Comparez en effet la nature brute à la nature cultivée[1] ; comparez les petites nations sauvages de l’Amérique avec nos grands peuples civilisés ; comparez même celles de l’Afrique, qui ne le sont qu’à demi ; voyez en même temps l’état des terres que ces nations habitent, vous jugerez aisément du peu de valeur de ces hommes par le peu d’impression que leurs mains ont faites sur leur sol : soit stupidité, soit paresse, ces hommes à demi brutes, ces nations non policées, grandes ou petites, ne font que peser sur le globe sans soulager la terre, l’affamer sans la féconder, détruire sans édifier, tout user sans rien renouveler. Néanmoins la condition la plus méprisable de l’espèce humaine n’est pas celle du sauvage, mais celle de ces nations au quart policées, qui de tout temps ont été les vrais fléaux de la nature humaine, et que les peuples civilisés ont encore peine à contenir aujourd’hui : ils ont, comme nous l’avons dit, ravagé la première terre heureuse, ils en ont arraché les germes du bonheur et détruit les fruits de la science. Et de combien d’autres invasions cette première irruption des barbares n’a-t-elle pas été suivie ! C’est de ces mêmes contrées du nord, où se trouvaient autrefois tous les biens de l’espèce humaine, qu’ensuite sont venus tous ses maux.
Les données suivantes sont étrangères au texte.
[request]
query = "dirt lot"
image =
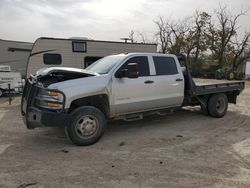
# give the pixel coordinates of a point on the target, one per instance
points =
(185, 149)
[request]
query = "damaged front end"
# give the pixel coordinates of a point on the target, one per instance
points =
(41, 106)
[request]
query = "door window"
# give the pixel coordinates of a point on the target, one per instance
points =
(165, 65)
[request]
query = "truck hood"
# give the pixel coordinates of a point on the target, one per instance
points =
(52, 75)
(49, 70)
(83, 87)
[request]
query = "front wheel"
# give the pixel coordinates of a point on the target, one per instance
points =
(87, 126)
(217, 105)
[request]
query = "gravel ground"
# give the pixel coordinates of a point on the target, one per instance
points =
(184, 149)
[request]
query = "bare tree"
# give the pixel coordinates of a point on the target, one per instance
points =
(131, 36)
(163, 34)
(240, 51)
(220, 36)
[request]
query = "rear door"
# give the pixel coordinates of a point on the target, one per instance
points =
(133, 94)
(168, 81)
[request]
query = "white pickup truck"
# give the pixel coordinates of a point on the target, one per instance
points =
(125, 86)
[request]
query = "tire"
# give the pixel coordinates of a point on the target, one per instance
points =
(217, 105)
(230, 75)
(87, 126)
(204, 110)
(1, 92)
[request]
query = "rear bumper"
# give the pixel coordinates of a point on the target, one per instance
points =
(40, 118)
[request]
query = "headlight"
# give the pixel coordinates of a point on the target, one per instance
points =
(50, 99)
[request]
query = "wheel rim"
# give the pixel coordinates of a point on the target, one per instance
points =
(220, 105)
(86, 126)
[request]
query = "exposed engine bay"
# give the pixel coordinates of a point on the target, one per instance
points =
(49, 76)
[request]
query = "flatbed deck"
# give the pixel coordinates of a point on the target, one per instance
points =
(209, 86)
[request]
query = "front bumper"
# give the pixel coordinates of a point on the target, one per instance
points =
(38, 117)
(35, 117)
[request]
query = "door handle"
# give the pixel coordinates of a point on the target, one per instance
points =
(149, 82)
(178, 80)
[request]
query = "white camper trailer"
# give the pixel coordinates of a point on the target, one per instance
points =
(15, 54)
(9, 80)
(78, 52)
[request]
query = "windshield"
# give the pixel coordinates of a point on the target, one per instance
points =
(104, 65)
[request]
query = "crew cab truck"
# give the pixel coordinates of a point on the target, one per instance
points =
(124, 86)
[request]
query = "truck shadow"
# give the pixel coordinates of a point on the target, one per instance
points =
(196, 149)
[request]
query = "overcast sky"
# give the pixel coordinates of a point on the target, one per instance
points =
(26, 20)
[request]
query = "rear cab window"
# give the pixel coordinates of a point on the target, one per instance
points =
(165, 65)
(142, 65)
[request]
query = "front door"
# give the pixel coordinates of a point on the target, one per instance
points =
(133, 94)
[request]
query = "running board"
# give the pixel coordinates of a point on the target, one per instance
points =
(133, 117)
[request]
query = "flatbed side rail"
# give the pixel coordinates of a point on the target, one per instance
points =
(218, 88)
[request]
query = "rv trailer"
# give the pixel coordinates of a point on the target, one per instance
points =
(15, 54)
(77, 52)
(9, 80)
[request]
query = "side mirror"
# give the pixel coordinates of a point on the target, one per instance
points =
(52, 59)
(131, 71)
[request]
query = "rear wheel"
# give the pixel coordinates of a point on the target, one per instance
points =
(217, 105)
(87, 126)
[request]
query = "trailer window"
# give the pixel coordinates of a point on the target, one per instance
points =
(165, 65)
(52, 59)
(79, 47)
(89, 60)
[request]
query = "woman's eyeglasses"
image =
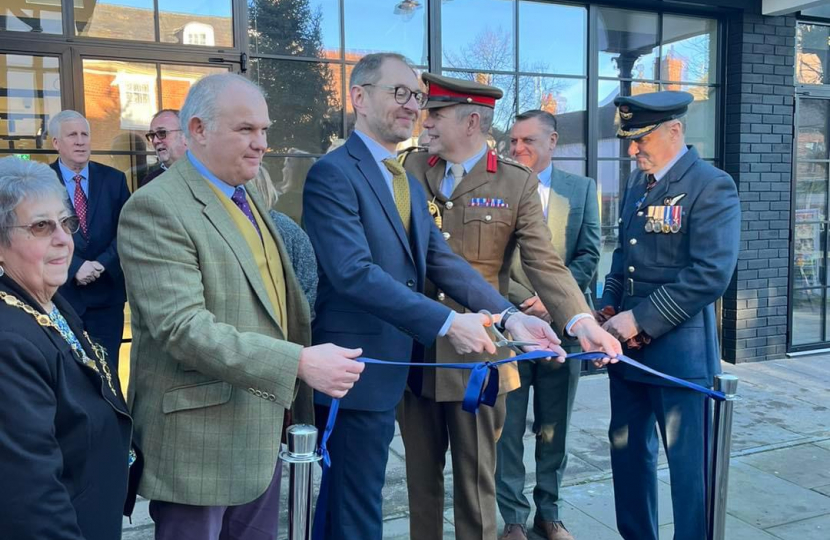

Combien n’a-t-on pas vu de ces débordements d’animaux à face humaine, toujours venant du nord, ravager les terres du midi ? Jetez les yeux sur les annales de tous les peuples, vous y compterez vingt siècles de désolation pour quelques années de paix et de repos.

Il a fallu six cents siècles à la nature pour construire ses grands ouvrages, pour attiédir la terre, pour en façonner la surface et arriver à un état tranquille ; combien n’en faudra-t-il pas pour que les hommes arrivent au même point et cessent de s’inquiéter, de s’agiter et de s’entre-détruire ? Quand reconnaîtront-ils que la jouissance paisible des terres de leur patrie suffit à leur bonheur ? Quand seront-ils assez sages pour rabattre de leurs prétentions, pour renoncer à des dominations imaginaires, à des possessions éloignées, souvent ruineuses ou du moins plus à charge qu’utiles ? L’empire de l’Espagne, aussi étendu que celui de la France en Europe, et dix fois plus grand

  1. Voyez le Discours qui a pour titre : de la Nature, première vue.